Al presentar esta cita, que precede su declaración en cuanto a que también repite la creencia de que los colombianos no son capaces de manejar sus propios asuntos, sugerí que este concepto tiene su génesis en un perfil racial. Usted, sin embargo, me interrumpió a media frase y dijo: «Nadie aquí cree que tenga alguna superioridad moral». Le pedí que permitiera que terminara de completar mi tema, recordándole que yo había esperado pacientemente hasta que usted y todos los demás presentes habían terminado de expresar satisfactoriamente sus pensamientos antes de hablar. Cuando traté de continuar, usted me interrumpió varias veces en mis dos frases siguientes. Finalmente usted terminó por decir: «No quiero que nadie en esta Embajada sea llamado racista. Ya basta con la discusión del asunto». Usted se disculpó para ir a otra cita, dejándonos en manos de Craig Conway, Director de Derechos Humanos y Trabajo, que había estado presente todo el tiempo. La conversación y su orientación, sin embargo, fueron abortadas.

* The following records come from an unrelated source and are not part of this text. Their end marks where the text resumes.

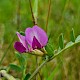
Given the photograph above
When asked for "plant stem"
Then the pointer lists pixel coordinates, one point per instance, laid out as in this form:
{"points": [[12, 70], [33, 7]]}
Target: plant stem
{"points": [[32, 13], [48, 14], [18, 26], [36, 71]]}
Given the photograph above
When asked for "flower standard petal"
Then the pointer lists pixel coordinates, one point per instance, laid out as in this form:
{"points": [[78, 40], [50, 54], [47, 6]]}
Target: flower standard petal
{"points": [[35, 43], [22, 40], [41, 35], [29, 33], [19, 47]]}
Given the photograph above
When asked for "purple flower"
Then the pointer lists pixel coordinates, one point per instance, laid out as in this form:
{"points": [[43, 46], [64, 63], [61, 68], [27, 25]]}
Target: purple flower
{"points": [[35, 38]]}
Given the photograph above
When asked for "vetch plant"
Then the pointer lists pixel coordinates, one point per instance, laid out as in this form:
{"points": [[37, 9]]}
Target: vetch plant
{"points": [[34, 38], [35, 41]]}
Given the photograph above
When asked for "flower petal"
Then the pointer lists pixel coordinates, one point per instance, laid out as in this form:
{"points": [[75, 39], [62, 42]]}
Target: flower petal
{"points": [[29, 33], [35, 43], [22, 40], [19, 47], [41, 35]]}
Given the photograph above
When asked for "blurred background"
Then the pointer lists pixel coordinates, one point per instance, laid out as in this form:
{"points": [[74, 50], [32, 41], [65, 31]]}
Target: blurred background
{"points": [[15, 15]]}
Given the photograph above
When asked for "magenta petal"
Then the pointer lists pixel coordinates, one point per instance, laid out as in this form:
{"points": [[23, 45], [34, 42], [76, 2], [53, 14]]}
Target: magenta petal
{"points": [[19, 47], [35, 43], [40, 35], [22, 40]]}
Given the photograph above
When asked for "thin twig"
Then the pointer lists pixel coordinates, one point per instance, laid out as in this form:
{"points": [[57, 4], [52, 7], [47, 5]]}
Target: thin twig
{"points": [[48, 14], [32, 13], [36, 71], [45, 62], [18, 26]]}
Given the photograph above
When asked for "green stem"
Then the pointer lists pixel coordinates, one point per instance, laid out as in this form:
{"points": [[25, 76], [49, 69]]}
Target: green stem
{"points": [[18, 26], [48, 14], [36, 71], [45, 62]]}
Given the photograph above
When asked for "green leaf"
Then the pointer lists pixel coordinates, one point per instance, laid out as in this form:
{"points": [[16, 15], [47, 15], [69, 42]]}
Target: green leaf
{"points": [[61, 41], [27, 76], [18, 55], [21, 58], [49, 49], [72, 35], [69, 44], [77, 39], [15, 67], [22, 33], [53, 73]]}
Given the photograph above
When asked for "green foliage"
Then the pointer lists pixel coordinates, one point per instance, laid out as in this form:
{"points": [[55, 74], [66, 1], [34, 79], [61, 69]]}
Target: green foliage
{"points": [[61, 41], [53, 73], [77, 39], [15, 67], [49, 50], [72, 36], [27, 76], [69, 44]]}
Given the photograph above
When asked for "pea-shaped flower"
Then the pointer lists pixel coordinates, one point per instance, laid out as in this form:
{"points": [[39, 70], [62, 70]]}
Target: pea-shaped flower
{"points": [[35, 38]]}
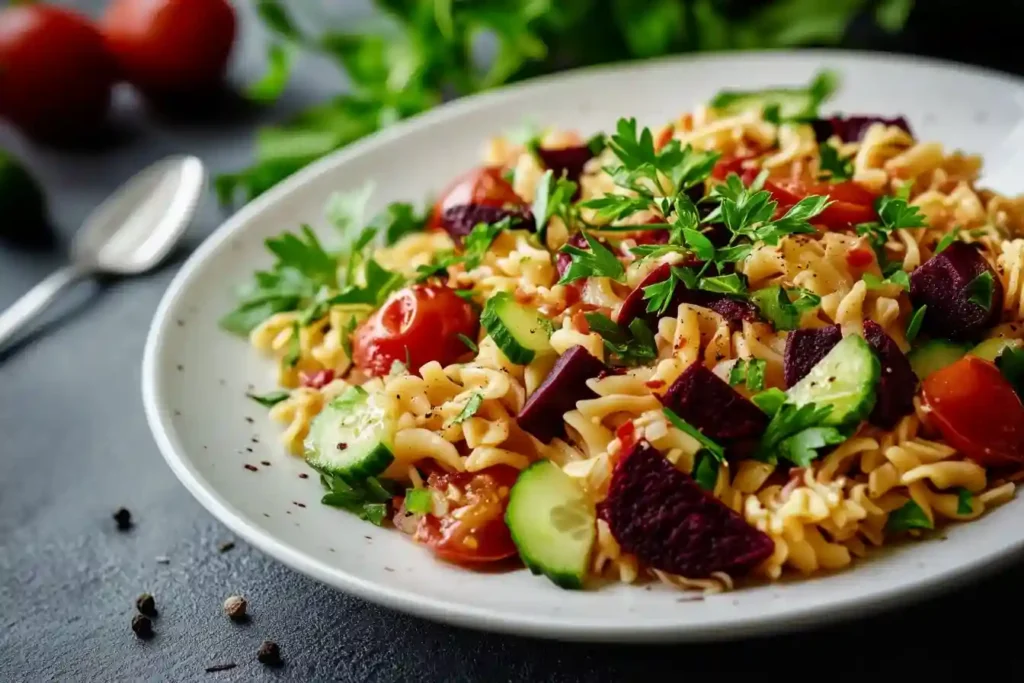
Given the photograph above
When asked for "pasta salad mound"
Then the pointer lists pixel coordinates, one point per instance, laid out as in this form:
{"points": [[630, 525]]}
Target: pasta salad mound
{"points": [[752, 341]]}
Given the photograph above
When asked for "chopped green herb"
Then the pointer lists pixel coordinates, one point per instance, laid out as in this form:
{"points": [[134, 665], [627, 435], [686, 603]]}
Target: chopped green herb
{"points": [[907, 517], [979, 290], [713, 449], [419, 501], [706, 470], [965, 501], [269, 399], [470, 344], [469, 410], [916, 319], [597, 262]]}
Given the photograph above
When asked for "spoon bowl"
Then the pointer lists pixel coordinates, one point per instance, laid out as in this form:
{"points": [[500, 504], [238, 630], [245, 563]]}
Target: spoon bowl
{"points": [[134, 228]]}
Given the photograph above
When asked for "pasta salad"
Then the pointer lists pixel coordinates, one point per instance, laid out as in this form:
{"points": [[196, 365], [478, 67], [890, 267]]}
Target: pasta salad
{"points": [[752, 341]]}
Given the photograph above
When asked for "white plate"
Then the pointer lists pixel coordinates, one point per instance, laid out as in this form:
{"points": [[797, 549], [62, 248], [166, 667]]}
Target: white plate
{"points": [[195, 376]]}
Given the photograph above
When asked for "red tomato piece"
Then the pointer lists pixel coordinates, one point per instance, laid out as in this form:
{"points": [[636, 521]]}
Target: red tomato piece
{"points": [[977, 411], [418, 324], [55, 74], [473, 530], [171, 47], [483, 185]]}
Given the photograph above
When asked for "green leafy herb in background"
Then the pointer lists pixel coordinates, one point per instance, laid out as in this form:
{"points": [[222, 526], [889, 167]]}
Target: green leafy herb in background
{"points": [[421, 52]]}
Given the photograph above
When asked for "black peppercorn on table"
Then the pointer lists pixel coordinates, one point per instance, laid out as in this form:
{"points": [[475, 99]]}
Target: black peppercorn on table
{"points": [[75, 449]]}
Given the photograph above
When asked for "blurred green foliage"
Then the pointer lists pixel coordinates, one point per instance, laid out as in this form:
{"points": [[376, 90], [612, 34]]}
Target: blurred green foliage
{"points": [[426, 51]]}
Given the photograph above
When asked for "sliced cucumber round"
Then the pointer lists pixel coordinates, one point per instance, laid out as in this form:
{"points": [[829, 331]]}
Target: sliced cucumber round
{"points": [[351, 437], [552, 523], [845, 379], [520, 332], [935, 354]]}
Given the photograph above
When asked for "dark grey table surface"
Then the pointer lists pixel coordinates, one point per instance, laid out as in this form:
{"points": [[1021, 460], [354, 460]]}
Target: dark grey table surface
{"points": [[74, 446]]}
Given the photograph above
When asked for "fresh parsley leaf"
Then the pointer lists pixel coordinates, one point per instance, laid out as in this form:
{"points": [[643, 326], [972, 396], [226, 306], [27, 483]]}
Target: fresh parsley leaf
{"points": [[913, 325], [1011, 364], [712, 447], [469, 410], [706, 470], [419, 501], [294, 347], [633, 346], [769, 400], [269, 399], [947, 240], [979, 290], [750, 372], [597, 262], [964, 502], [787, 422], [802, 447], [470, 344], [834, 167], [907, 517]]}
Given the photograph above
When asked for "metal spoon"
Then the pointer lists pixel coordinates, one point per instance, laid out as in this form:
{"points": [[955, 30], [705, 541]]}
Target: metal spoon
{"points": [[128, 233]]}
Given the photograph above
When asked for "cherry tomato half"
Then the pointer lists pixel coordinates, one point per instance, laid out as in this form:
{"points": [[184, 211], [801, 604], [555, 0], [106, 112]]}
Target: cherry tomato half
{"points": [[171, 46], [55, 74], [419, 324], [977, 411], [482, 185], [474, 528]]}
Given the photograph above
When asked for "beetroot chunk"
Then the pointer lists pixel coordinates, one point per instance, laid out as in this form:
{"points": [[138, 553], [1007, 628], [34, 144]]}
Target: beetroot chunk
{"points": [[459, 220], [944, 285], [852, 129], [567, 162], [804, 348], [565, 384], [662, 516], [709, 403], [897, 383], [734, 310]]}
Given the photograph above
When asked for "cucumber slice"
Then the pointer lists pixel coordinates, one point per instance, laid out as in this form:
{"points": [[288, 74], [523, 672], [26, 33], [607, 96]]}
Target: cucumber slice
{"points": [[351, 437], [518, 331], [991, 348], [845, 379], [935, 354], [552, 523]]}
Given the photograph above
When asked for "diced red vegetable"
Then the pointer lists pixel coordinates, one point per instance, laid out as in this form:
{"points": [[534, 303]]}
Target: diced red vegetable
{"points": [[897, 383], [852, 129], [709, 403], [946, 284], [804, 348], [734, 310], [662, 516], [564, 385]]}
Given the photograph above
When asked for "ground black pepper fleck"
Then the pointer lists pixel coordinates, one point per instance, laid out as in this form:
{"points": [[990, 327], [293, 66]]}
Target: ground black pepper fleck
{"points": [[123, 519], [142, 627], [269, 653], [145, 604]]}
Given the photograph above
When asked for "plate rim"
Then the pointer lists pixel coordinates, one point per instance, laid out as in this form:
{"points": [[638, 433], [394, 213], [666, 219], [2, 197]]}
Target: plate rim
{"points": [[474, 616]]}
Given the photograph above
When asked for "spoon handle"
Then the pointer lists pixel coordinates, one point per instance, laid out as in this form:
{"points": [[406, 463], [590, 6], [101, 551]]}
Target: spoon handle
{"points": [[35, 300]]}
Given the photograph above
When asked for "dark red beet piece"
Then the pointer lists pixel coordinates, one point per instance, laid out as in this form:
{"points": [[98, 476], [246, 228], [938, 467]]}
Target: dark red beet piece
{"points": [[662, 516], [567, 162], [804, 348], [941, 284], [709, 403], [565, 384], [460, 220], [734, 310], [852, 129], [897, 383]]}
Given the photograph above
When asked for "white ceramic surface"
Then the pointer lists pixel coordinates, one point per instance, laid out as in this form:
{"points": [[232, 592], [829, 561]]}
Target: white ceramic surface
{"points": [[195, 376]]}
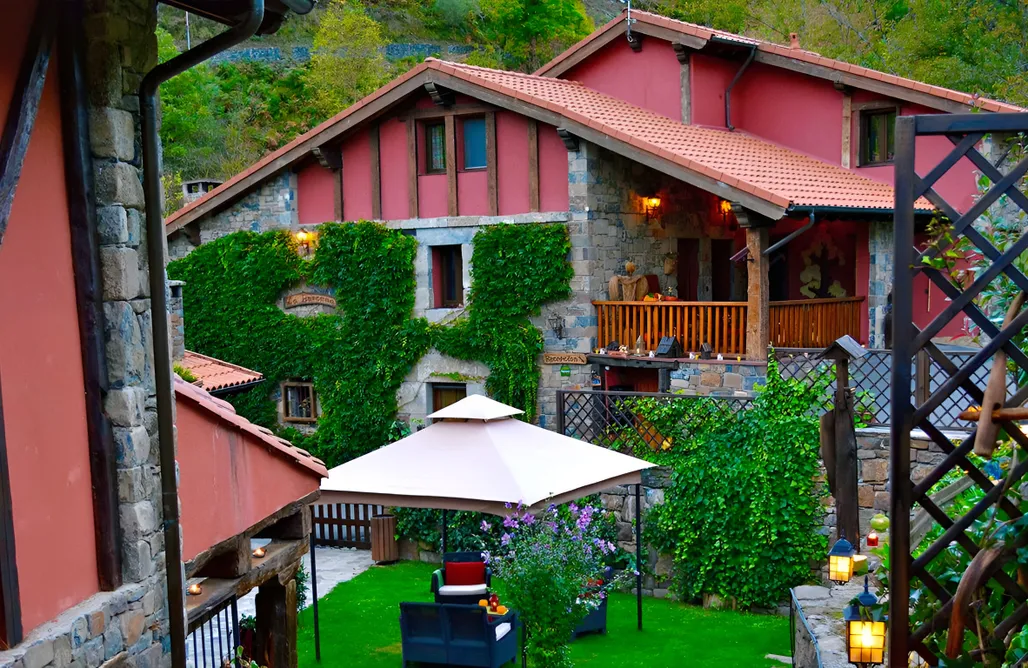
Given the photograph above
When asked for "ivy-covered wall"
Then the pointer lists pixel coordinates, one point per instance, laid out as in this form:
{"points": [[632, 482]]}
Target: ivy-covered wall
{"points": [[358, 357]]}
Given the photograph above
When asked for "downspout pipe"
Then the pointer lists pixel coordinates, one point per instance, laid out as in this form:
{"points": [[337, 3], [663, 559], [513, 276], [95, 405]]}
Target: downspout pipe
{"points": [[158, 302], [777, 245], [735, 79]]}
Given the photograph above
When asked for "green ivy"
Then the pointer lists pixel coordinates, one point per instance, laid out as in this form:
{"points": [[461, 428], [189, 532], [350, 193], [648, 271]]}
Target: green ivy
{"points": [[742, 515], [516, 269], [358, 357]]}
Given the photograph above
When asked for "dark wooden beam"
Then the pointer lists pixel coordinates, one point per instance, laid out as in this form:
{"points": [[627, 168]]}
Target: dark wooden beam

Quiero dejar establecido que en ningún momento me refería a algún individuo en particular como racista. Por cierto, si el caso fuera tan simple como para identificar y descubrir a los culpables ocasionales. El centro de mis comentarios, si se me hubiese permitido terminarlos, es que el racismo en la política de EE.UU. no es el resultado de una visión deformada del mundo de una persona en particular en el que vive él o ella, sino era y sigue siendo una práctica histórica arraigada. El filósofo Charles Taylor describe esta práctica:

«… la tesis de que nuestra identidad es parcialmente formada por el reconocimiento o su ausencia, a menudo por el desconocimiento de otros, y así una persona o un grupo de personas puede sufrir un verdadero daño, una verdadera deformación, si la gente o la sociedad a su alrededor las reflejan en un marco restrictivo o degradante, o desdeñoso. El desconocimiento o el reconocimiento deformado pueden causar daño, pueden constituir una forma de opresión, encerrando a alguien en una forma de ser falsa, distorsionada y reducida.»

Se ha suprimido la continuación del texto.